2024-07-16
Gdy Ordnung śpi
Mistrzostwa Europy zakończone, więc przez media przelewa się fala związanych z nimi podsumowań. Tym razem postanowiłem popłynąć zgodnie z prądem, więc…
....też poczułem potrzebę, by podzielić się swoimi spostrzeżeniami związanymi z rozgrywaną w Niemczech imprezą. Pod względem sportowym na kolana nie rzuciła. Zawsze pośrednim miernikiem jej poziomu jest wybór najlepszego piłkarza. Znając zwyczaje UEFA można się było spodziewać, że będzie nim oczywiście ktoś ze zwycięskiej drużyny. I oczywiście był. Nagrodę odebrał Rodri.
Dla mnie to wybór nie do końca taki oczywisty. Na pewno należał do ważnych zawodników nowego mistrza Europy. Tak samo jak od lat jest kluczowym graczem jednej z najlepszych klubowych drużyn na kontynencie, czyli Manchesteru City. Ale czy rzeczywiście był najlepszy? To niech każdy oceni sam.
Żadnych znaków zapytanie nie ma z pewnością przy wyborze najlepszego młodego zawodnika imprezy. Został nim Lamine Yamal, bo gdyby został kto inny, chyba UEFA trzeba by podać do… sądu. Ten smarkacz dzień przed finałem skończył dopiero 17 lat, a grał jak stary wyga. Wchodzenie w dryblingi, ciąg na bramkę, przegląd pola, kluczowe podania, wykańczanie akcji – wszystko na naprawdę wspaniałym poziomie. Aż strach pomyśleć co będzie wyprawiał na boisku, gdy jeszcze nabierze doświadczenia, choć już go ma, jak na swój wiek, mnóstwo. Nie pamiętam, by jakiś szesnastolatek (tyle miał oficjalnie skończonych lat prawie do samego końca mistrzostw) odgrywał tak znaczącą rolę na jakiejkolwiek wielkiej imprezie (mistrzostwa Europy i świata), które widziałem, a sporo już widziałem.

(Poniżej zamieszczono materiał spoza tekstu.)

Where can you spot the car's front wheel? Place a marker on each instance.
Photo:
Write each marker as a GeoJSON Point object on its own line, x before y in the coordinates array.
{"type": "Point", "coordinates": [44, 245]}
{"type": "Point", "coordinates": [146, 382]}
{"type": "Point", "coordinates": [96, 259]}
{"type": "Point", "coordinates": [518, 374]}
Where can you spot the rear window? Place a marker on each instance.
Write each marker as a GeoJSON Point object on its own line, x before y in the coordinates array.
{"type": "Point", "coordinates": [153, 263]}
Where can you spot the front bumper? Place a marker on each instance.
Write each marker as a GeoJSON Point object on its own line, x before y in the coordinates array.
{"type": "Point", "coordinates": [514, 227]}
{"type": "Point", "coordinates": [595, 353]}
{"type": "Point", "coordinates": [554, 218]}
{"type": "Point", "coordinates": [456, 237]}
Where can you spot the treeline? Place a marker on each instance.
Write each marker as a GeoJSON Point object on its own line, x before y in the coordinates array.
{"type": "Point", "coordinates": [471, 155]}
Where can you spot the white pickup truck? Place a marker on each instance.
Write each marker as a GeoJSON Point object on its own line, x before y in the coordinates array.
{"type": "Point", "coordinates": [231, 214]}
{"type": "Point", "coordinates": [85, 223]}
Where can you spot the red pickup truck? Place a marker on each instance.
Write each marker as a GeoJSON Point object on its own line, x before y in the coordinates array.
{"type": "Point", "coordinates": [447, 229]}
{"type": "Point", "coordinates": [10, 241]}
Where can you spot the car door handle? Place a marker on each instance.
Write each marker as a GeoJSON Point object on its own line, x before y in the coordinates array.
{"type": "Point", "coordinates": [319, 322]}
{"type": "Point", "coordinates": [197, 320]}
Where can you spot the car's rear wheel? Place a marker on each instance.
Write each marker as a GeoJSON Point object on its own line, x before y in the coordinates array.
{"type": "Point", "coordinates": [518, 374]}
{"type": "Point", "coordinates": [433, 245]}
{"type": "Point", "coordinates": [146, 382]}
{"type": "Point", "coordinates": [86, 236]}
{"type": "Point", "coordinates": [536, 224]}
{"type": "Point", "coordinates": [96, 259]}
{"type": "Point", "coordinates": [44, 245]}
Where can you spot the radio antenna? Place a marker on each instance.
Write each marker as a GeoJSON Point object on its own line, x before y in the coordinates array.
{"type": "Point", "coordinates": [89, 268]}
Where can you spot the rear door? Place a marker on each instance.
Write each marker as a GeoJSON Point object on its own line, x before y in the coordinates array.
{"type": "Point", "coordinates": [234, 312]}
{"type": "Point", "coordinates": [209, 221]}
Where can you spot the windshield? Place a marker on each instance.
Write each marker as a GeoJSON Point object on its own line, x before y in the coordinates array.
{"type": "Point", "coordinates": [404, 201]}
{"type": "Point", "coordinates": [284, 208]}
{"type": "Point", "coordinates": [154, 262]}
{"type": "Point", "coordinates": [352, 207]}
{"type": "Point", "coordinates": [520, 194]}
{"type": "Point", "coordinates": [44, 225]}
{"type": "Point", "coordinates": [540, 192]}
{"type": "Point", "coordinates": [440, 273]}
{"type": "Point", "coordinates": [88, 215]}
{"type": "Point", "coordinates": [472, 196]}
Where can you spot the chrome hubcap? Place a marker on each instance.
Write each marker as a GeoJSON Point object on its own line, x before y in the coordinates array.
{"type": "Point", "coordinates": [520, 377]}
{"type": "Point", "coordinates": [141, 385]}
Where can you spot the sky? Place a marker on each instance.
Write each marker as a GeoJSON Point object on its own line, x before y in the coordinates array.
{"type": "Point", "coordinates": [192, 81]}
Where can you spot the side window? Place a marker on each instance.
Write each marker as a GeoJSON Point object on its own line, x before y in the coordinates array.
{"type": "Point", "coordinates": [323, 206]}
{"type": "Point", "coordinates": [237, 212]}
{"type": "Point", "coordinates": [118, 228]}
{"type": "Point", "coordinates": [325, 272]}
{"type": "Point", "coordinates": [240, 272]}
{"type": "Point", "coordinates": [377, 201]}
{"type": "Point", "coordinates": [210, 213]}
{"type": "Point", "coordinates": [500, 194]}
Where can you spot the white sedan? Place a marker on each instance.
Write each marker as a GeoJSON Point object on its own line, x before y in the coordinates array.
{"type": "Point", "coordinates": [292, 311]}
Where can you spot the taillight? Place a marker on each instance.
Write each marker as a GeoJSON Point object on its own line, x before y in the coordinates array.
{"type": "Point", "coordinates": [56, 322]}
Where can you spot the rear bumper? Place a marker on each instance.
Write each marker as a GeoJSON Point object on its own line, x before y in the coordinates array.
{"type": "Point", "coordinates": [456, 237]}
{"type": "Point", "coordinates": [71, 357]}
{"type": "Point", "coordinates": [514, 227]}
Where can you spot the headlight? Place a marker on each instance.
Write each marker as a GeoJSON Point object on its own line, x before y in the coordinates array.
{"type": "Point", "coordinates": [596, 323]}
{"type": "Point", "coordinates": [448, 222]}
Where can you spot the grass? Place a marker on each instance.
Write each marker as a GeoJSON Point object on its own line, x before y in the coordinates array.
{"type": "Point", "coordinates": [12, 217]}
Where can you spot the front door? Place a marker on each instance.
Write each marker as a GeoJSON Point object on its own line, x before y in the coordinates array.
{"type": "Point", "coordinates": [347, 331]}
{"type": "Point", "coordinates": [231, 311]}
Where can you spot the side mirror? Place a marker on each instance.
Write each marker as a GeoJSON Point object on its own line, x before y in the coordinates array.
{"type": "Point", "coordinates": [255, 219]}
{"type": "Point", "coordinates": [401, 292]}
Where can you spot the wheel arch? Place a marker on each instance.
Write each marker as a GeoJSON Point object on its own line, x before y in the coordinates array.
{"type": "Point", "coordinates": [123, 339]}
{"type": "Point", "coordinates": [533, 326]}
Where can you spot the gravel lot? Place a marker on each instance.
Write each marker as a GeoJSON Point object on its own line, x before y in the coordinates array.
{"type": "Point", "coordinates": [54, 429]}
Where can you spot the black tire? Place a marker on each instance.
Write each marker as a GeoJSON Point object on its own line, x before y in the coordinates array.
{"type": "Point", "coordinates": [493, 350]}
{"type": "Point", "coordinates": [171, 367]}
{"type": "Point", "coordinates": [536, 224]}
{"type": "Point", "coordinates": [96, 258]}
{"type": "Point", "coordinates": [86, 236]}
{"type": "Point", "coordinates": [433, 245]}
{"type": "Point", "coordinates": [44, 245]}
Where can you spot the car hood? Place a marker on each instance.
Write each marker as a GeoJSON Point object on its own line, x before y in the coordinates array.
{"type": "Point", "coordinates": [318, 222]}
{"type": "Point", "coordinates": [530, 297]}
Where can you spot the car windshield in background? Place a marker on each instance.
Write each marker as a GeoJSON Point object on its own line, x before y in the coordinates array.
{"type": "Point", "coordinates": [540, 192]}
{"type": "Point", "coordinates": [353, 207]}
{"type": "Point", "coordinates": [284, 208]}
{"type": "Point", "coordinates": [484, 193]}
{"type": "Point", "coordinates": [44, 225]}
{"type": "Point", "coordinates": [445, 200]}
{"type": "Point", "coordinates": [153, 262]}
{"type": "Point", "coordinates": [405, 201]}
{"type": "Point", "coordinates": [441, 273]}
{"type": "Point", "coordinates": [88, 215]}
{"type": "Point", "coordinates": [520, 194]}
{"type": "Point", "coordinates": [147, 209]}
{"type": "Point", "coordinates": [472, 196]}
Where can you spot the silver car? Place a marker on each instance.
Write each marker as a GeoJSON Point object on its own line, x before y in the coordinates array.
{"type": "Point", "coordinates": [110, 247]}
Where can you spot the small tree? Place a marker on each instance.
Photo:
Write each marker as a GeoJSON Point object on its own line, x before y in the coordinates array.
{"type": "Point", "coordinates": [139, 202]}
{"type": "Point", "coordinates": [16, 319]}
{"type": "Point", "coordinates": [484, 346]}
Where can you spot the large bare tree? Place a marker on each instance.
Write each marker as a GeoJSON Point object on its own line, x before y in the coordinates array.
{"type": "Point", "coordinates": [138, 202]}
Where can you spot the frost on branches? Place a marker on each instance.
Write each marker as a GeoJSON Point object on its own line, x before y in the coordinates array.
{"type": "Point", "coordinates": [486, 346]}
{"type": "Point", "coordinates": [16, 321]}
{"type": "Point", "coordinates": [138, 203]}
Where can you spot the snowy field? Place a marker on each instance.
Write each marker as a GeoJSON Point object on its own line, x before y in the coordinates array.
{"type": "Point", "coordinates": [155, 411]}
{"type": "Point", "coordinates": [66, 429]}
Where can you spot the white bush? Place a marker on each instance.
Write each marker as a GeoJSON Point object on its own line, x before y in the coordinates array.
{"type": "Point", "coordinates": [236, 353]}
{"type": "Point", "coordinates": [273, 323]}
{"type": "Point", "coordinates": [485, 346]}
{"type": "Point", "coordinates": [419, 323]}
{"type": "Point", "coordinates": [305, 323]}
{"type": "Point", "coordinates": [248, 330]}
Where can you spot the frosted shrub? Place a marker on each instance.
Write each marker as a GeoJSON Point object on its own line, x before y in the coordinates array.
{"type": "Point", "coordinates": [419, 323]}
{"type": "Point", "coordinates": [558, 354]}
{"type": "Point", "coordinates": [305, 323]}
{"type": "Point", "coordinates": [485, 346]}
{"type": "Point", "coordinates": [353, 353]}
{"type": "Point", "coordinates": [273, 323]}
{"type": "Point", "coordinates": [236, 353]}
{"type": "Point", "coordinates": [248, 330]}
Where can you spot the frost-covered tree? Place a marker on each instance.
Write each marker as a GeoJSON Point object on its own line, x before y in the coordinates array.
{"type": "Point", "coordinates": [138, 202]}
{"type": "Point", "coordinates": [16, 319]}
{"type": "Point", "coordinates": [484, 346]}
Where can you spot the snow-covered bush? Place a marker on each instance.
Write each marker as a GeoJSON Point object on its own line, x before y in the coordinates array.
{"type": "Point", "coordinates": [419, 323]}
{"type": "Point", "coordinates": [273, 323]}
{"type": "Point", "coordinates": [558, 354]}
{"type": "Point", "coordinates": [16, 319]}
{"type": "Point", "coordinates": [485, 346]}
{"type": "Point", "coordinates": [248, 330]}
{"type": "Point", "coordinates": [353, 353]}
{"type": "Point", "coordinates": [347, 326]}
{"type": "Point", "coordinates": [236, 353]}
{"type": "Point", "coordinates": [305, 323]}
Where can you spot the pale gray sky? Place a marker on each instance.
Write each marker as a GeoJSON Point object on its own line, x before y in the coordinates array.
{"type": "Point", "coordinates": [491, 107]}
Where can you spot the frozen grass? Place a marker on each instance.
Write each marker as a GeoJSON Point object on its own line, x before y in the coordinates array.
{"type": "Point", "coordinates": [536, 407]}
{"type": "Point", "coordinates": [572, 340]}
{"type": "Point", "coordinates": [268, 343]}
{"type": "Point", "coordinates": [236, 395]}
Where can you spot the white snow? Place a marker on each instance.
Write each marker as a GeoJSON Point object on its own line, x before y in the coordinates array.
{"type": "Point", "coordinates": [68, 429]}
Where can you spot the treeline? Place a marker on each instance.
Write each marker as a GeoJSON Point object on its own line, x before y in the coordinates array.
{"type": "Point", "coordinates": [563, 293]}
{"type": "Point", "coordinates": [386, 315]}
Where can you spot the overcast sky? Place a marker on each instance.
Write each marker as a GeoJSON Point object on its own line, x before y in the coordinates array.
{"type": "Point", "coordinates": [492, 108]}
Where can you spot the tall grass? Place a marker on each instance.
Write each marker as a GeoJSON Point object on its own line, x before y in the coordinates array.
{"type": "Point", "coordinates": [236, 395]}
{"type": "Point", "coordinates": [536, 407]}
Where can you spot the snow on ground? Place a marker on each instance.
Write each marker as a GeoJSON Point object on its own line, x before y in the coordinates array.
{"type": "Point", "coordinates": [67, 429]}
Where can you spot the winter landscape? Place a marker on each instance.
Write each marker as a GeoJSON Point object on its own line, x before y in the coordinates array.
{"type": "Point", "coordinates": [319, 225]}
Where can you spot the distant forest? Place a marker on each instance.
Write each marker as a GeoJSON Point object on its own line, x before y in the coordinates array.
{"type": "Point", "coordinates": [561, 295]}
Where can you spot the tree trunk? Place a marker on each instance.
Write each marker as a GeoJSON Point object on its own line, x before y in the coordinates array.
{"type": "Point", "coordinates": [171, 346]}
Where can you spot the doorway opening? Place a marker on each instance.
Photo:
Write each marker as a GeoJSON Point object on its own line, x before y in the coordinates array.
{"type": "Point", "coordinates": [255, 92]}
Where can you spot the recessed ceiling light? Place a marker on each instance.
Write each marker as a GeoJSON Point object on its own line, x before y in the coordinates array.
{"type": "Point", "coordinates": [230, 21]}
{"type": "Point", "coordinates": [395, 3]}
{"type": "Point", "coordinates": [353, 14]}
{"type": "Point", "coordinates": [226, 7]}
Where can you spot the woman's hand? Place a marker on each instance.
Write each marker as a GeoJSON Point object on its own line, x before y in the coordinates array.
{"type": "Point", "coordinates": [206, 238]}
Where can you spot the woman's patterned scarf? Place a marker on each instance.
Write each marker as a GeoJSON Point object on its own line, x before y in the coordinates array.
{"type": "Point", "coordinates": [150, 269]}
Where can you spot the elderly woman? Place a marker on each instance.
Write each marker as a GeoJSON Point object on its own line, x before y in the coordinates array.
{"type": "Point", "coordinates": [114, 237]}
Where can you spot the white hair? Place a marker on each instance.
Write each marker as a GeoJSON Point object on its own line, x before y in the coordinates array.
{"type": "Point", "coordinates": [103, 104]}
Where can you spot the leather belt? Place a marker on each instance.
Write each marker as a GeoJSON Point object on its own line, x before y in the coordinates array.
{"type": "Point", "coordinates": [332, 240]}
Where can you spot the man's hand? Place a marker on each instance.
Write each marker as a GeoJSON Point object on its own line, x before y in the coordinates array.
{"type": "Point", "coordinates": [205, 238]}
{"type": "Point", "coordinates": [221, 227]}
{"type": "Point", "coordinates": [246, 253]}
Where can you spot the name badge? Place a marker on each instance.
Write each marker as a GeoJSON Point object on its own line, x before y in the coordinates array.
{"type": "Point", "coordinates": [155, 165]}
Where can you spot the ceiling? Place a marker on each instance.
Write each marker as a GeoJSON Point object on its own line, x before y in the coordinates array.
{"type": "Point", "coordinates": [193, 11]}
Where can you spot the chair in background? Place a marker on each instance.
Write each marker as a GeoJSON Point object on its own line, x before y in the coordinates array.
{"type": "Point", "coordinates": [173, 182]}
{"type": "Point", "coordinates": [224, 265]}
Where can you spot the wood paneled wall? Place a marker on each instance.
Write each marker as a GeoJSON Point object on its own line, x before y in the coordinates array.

Pod względem kibicowskim EURO 2024 z pewnością wypadło dobrze. Wszędzie pełne stadiony, wszędzie luźna atmosfera wiecznej fiesty. Przyjezdni byli wdzięczni gospodarzom, że mogli pić piwo gdzie tylko mieli ochotę bez żadnych konsekwencji prawnych. Bo są przecież kraje, gdzie konsumpcja alkoholu w miejscach publicznych obwarowana jest bardziej restrykcyjnymi przepisami. Dlatego kibiców z niemieckich mistrzostw zawsze będę pamiętał z butelką piwa w ręce. A szczególnie Szkotów, chyba najsympatyczniejsza i jedna z najliczniejszych grup (fantazji nie brakowało też Holendrom), z całymi skrzynkami piwa, które zabierali nawet ruszając w podróż metrem.
Ważne, że nie dochodziło do większych rozrób. Drobne incydenty na tak wielkiej imprezie przy tłumach z promilami we krwi zdarzają się zawsze. Sam widziałem pewną bójkę, czy może raczej przepychankę po meczu Anglia – Szwajcaria w Düsseldorfie. Na szczęście zdarzało się to incydentalnie, co świadczy z pewnością o sukcesie imprezy pod tym względem.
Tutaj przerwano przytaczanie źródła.